Monday, July 4, 2011

Fish tacos... with a flare



Guadalajara on Abilene Street is my favorite Mexican restaurant in Colorado and one of my favorite things on the menu is their fish tacos. What I don't like about this dish however, is that it is laden with cheese and re-fried beans. At the end of the meal I am in a serious food coma. So naturally, when I had a craving for fish tacos I tried to find a recipe that would come close to the one at Guadalajara. The thing that made their fish tacos amazing is a yummy garlic sauce of sorts. so I knew that I would have to get a good sauce or my fish tacos wouldn't cut it. So here goes... with a combination of recipes I think I was able to pull it off.

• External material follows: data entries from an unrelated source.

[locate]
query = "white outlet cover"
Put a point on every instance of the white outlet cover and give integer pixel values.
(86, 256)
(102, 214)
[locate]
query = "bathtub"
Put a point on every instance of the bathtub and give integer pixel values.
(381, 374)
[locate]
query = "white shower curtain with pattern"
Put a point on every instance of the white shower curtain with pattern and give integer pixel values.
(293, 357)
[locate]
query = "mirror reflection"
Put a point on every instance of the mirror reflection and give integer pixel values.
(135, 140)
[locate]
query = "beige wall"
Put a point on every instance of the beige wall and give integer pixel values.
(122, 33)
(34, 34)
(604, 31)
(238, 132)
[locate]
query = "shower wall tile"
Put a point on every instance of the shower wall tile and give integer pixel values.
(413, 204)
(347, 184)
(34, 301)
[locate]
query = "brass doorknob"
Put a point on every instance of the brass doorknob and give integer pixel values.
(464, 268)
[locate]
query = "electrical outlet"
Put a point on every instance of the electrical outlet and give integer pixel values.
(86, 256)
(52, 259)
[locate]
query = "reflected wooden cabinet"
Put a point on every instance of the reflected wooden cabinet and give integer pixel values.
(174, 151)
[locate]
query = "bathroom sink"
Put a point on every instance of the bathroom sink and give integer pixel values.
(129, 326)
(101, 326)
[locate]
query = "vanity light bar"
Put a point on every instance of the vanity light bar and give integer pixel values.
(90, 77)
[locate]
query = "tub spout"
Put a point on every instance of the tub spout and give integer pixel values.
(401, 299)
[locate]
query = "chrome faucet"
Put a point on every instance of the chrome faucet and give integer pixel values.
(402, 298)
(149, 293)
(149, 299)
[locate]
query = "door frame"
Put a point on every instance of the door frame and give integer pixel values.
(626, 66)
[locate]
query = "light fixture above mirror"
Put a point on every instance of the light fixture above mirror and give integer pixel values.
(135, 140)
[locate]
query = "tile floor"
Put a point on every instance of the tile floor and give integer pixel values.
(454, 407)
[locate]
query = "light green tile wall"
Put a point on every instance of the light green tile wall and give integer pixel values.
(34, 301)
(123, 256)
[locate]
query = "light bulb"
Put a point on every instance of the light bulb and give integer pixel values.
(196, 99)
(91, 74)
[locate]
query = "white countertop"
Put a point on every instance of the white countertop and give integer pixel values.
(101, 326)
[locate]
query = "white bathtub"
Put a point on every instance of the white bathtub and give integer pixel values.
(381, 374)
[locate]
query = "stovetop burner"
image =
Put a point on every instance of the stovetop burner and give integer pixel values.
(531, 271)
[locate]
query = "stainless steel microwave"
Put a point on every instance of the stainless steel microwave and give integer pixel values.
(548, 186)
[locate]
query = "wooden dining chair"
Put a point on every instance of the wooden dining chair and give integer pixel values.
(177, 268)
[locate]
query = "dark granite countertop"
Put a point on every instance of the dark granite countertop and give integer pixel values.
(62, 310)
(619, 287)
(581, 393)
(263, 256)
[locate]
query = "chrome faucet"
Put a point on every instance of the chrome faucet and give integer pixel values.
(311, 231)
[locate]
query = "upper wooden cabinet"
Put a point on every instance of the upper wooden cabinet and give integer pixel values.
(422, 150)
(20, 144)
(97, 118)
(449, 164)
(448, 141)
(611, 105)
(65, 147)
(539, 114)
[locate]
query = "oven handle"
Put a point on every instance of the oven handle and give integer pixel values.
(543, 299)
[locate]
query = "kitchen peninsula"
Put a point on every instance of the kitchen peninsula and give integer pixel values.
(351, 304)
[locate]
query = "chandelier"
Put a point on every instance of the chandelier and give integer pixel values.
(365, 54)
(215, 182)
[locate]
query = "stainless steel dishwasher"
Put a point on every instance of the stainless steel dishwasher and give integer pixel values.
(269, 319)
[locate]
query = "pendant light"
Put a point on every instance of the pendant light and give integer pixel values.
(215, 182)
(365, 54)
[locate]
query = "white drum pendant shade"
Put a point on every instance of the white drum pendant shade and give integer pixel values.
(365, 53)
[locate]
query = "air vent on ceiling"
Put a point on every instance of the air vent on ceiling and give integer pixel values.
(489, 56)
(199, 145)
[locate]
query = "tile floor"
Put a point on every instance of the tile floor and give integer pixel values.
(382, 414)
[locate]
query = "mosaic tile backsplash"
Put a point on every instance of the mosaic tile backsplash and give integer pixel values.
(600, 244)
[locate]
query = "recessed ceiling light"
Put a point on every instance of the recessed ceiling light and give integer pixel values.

I used this recipe from Food Network Chef Bobby Flay as a base and tweaked it a bit, or maybe I tweaked it a lot:


Ingredients:

Tacos:
  • 1 pound white flaky fish, such as mahi mahi or orata(I used Tilapia, about 4 filets)
  • 1/4 cup canola oil
  • 1 lime, juiced
  • 1 tablespoons ancho chili powder (for my Caribbean friends I used 1 teaspoon of pepper sauce)
  • 1 jalapeno, coarsely chopped (Didn't really need this once I added the pepper sauce)
  • 1/4 cup chopped fresh cilantro leaves
  • 8 flour tortilla 
I also used:
  •  2 tablespoons extra virgin olive oil.
  • Sea salt and fresh ground black pepper to taste
  • 4 cloves of garlic (finely chopped)
  • 1/2 small onion (diced) 
Garnish:

1. Tomato & Carrot Salsa

  • 6 grape tomoatoes
  • 2 heads green onions / scallions (finely chopped)
  • 1 carrot (shredded) 
  • 1/4 cup fresh cilantro leaves (chopped)
  • Salt and black pepper (to taste) 
  • 1 tablespoon lemon juice
  • 1 cup cheddar cheese (shredded)
In a medium sized bowl, add tomatoes, green onions, carrots, cilantro, salt and pepper and lemon juice. Toss everything together. Top with cheddar cheese once added to fish tacos.

2. Garlic Aioli Sauce

  • 6 large cloves garlic, peeled
  • 3/4 teaspoon kosher salt
  • 2 egg yolks
  • 1 teaspoon fresh lemon juice
  • 3/4 cup Spanish olive oil
  • 1/4 cup chopped chives

Place garlic cloves in a blender or food processor and pulse until finely chopped, stopping to scrape down the sides as needed. Add the salt, egg yolks, and lemon juice and process until well combined.
With the machine running, add the oil in a thin, steady stream until the mixture is thickened. Stir in chives, adjust seasonings as needed.

Yield: about 1 cup

Directions

My directions were completely different from Bobby Flay's original recipe but by now you know that I was only using that recipe as my base. 

Preheat grill to medium-high heat (I actually did mine on the stove top using a large frying pan). Place fish in a medium size dish. Whisk together the oil, lime juice, ancho, jalapeno, and cilantro and pour over the fish. Let marinate for 15 to 20 minutes. I did everything up to this point. Then I pretty much followed my own cooking methods.

Add 2 tablespoons of olive oil to frying pan (set at medium-high heat). When hot (but not smoking) add garlic and onion, stirring occasionally until brown (about 3 to 4 minutes). Then add fish and salt and pepper, lower the heat and cover frying pan. Let fish simmer, for 3 to 4 minutes on each side. Once cooked, I used my spoon to cut each filet into 5 or 6 chunks, and gave it a quick toss, then remove from heat.

Preheat another frying pan or skillet if you have one, on medium-high heat. Then warm tortillas for about 1 minute on each side (until slightly brown). Divide the fish among the tortillas and garnish with any or all of the garnishes.I added the aioli sauce first, then the salsa and topped it off with the cheddar cheese. 

I served my tacos with black beans and a brown rice pilaf.